Clemson’s sophomore quarterback had his latest rollercoaster performance Saturday in the Tigers’ 30-20 win over Florida State. There was no benching like the previous week against Pittsburgh as Uiagalelei went 19 of 31 for 189 yards and a touchdown, but he also turned it over two more times, including a strip sack midway through the fourth quarter that wasn’t all on him but still led to a scoop and score that gave the Seminoles a 20-17 lead.
“Just didn’t see the guy coming around,” Uiagalelei said. “Definitely could have the ball a little tighter to my body and maybe step up in the pocket. … Just got to be able to step up, and that doesn’t happen.”
But regardless whether things were going well or not, offensive coordinator Tony Elliott noticed a change throughout the game in Uiagalelei’s approach to keeping his teammates in good spirits, which is typically done more through actions than words.
“Several times during TV timeouts as the offense was getting ready to go out, I could hear him through the headset, through one of the other (microphones) of the coaches,” Elliott said. “He was in there challenging the guys from a leadership standpoint.”
Uiagalelei has admitted being vocal isn’t the most natural thing for the soft-spoken signal caller to do, but the 6-foot-5, 247-pounder has done a lot of self-reflecting this season. One of the things he’s realized as a result of that, he said, is the need to improve his verbal leadership skills, particularly at a position that everyone else in the huddle is looking toward for guidance.
“I think as the season keeps going on, you kind of see where you need to grow,” he said. “Just keep growing, and you get a little more comfortable each and every game you play. I feel like that’s where it comes from.”
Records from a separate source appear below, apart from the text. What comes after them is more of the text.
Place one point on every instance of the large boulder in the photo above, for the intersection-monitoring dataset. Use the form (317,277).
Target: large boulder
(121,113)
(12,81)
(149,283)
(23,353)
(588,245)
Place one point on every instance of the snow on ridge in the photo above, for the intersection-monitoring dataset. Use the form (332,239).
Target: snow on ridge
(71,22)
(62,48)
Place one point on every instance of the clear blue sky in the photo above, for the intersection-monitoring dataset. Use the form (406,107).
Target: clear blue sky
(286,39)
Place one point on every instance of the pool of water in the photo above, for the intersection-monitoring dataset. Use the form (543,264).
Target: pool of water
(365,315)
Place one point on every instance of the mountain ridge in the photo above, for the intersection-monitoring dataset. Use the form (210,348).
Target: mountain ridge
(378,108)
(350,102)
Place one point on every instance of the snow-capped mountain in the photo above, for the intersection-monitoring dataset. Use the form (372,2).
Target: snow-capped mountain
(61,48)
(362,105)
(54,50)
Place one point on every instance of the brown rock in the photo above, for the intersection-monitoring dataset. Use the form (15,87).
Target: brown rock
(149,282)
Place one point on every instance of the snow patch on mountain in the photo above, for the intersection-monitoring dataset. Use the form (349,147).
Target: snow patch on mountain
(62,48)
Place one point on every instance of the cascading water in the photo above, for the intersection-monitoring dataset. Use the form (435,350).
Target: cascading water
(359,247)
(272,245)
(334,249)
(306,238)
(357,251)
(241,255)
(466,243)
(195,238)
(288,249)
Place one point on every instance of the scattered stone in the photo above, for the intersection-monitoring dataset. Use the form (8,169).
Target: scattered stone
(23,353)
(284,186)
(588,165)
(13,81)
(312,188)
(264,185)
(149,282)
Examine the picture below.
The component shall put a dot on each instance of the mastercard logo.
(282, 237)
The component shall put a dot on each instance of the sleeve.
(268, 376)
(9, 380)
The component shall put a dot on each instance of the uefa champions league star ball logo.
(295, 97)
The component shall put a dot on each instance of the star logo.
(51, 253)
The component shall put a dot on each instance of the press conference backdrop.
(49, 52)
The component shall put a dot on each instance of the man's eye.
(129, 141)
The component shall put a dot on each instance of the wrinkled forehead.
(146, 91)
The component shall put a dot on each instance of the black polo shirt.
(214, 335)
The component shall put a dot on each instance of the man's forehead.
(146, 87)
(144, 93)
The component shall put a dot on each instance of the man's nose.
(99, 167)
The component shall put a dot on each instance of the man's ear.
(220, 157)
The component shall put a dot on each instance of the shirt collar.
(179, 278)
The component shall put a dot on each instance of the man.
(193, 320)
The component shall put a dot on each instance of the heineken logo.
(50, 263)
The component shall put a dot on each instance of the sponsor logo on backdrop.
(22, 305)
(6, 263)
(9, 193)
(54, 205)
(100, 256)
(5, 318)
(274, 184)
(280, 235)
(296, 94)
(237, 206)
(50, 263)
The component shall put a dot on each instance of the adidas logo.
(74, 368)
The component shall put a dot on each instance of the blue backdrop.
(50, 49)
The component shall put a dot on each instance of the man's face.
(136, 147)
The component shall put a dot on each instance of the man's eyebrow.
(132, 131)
Uiagalelei said he’s gotten to a point where he no longer keeps quiet if he feels the need to say something. Some of his teammates said they’ve also noticed that difference, and not just in games.
“All throughout (last) week,” running back Will Shipley said. “He really has taken that role, and he’s done a great job being vocal and keeping everybody’s energy up. To hear it from a guy like DJ, I think he’s just starting to grasp how much that really means to a football team and to an offense, to have that leadership from your quarterback.”
Uiagalelei saved some of his most impactful words for when Clemson got the ball back still trailing by three with less than 4 minutes left Saturday. The offense needed a few first downs to get into field-goal range and just 58 yards for a go-ahead touchdown, though with the way the group has performed for much of the season, neither was a given.
“All I said was we just need to be detailed, focused and just have fun out there,” Uiagalelei said. “Just play the game that we love. … Don’t stress too much. This is just football, man. Don’t make it bigger than it really is.”
Five plays later — after the assistance of a couple of 15-yard penalties on FSU — the Tigers were in the end zone on Shipley’s 21-yard touchdown run. Shipley said his quarterback’s words mattered.
“I think it’s a huge reason why we got in the end zone,” Shipley said.
Slowly but surely, Uiagalelei is coming out of his reserved shell.